No info, and no reliable (identified) sources cited. Photos of the launch show the second stage burned as normal, so that seems to indicate that the launcher wasn't a major issue. And the second stage de-orbit burn was also photographed, and looked like all the others I've seen. Separation of Zuma from the second stage could have been a problem, of course, or there could have been an issue with Zuma itself.
Satellites tend to be reflective due to their use of solar panels, and amateur astronomers track just about everything people launch. Heavens-above's track data doesn't get filled in it either failed or is very low-observability and using an RTG or similar instead of solar power. It's also possible that the payload is in orbit, but couldn't get to the correct orbit, in which case track data will get filled in but the satellite still will have failed...
Rrrright. That's what they want you to think.
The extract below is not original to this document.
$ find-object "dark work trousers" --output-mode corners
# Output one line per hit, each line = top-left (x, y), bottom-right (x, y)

If SpaceX is responsible for any problems, it will look bad for their reliability. From another article:
> The Zuma mission was originally supposed to launch in mid-November, but SpaceX stood down for a while to study data from payload-fairing test performed for another customer. (The payload fairing is the protective nose cone that encases a spacecraft during launch.)
It was awfully cold in Florida for the week or so before launch...rockets don't seem to like cold.
This has got to be really tough for SpaceX, especially given how accustomed the become to being as open and forthright with their past failures. Such openness seems to be key in how such a young rocketry company managed to secure so much business (well, that and cost and success rate). I suppose this is just the risk you take when accepting to launch secretive missions...
...still sucks, though.
How exactly does likely loss and destruction of payload translate into "performed nominally"? Is that like "stable genius"?
Title is incorrect and sensational. Sources say the satellite may have failed or may have issues but it's all classified, and we do not know whether the problem (if any) was in the launcher or the satellite itself.
It's also not impossible that the USG wants certain parties to think the satellite failed.